– Может, и свидимся еще, голубка моя, – буркнул Рябой, натягивая мне на голову капюшон так, чтобы лицо скрыла тень. – Не скучай по мне слишком сильно.

Я пнула его по ноге.

– Сука!

Он отпрыгнул назад. И прежде чем успел дать сдачи, Рэндальф утащил меня в зимнюю ночь. Я бросила на Рябого самодовольный взгляд, но на самом деле даже не разозлилась.

Не обращая внимания на холод, я вдохнула всей грудью. На мгновение мне показалось, что я на свободе: снежинки таяли на лбу, а в лицо дул соленый бриз. Только на мгновение. Во рту под маской тут же стало сухо и кисло, рука Рэндальфа легла на мое плечо, а вокруг маячил эскорт из громил-матросов.

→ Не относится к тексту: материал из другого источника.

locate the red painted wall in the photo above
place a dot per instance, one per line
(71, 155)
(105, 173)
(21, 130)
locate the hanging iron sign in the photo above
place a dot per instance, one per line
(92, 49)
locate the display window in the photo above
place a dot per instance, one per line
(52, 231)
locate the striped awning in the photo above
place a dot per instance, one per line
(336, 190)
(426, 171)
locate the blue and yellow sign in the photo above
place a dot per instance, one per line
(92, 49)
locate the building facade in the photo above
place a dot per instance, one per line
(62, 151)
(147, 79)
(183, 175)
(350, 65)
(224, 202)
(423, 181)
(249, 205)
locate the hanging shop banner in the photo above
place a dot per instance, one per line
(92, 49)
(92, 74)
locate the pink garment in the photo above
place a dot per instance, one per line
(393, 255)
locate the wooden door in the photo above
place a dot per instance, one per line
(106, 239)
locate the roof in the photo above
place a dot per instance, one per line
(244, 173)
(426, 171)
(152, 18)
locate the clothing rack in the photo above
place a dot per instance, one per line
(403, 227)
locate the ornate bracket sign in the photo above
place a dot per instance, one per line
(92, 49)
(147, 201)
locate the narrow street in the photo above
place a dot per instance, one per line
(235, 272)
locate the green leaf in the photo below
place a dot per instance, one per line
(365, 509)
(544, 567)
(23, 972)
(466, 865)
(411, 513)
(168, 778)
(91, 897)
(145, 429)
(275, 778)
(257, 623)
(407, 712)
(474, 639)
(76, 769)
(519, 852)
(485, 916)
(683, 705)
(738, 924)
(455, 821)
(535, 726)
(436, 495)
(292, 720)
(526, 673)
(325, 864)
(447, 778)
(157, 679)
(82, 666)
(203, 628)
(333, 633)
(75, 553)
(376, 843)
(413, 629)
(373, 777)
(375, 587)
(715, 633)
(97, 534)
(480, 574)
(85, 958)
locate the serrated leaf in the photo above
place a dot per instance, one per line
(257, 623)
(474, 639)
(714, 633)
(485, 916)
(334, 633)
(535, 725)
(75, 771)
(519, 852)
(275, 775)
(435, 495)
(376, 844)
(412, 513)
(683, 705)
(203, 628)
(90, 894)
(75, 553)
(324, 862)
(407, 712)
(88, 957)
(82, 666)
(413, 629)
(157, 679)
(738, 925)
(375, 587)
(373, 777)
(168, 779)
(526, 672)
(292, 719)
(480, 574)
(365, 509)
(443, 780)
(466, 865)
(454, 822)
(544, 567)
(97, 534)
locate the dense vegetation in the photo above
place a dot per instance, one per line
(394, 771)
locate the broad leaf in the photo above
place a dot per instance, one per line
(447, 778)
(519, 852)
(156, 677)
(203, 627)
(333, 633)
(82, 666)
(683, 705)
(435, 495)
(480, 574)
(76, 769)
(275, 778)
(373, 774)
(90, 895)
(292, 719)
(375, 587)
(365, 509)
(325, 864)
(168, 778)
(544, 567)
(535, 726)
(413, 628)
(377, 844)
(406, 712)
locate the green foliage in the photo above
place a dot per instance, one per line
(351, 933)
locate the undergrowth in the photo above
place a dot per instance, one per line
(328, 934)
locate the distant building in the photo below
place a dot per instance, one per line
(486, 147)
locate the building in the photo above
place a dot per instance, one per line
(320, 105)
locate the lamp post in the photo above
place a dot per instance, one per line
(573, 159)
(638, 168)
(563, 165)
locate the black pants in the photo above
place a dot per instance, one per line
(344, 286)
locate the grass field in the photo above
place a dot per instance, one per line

– Вперед, – скомандовал Рэндальф своим людям. – На корабль.

* * *

Корабль Рэндальфа представлял собой изящное двухмачтовое судно, раскрашенное широкими полосами красного и желтого цветов. Это все, что я успела увидеть, прежде чем мы спустились по крутой лестнице, прошли через небольшую орудийную палубу и очутились в узком проходе в кормовой части корабля. Там он запер меня в кладовке.

– Отдыхай, – приказал контрабандист и захлопнул люк.

Тьма окружила меня. Я боялась шевельнуться, все чувства обострились. Я ощущала легкое покачивание корабля на поверхности воды в гавани, слышала скрип дерева, чувствовала запах сырости, соли и конопли. Последний исходил от мотков веревки и связок парусины, которые впивались мне в спину. По всей видимости, это была моя кровать.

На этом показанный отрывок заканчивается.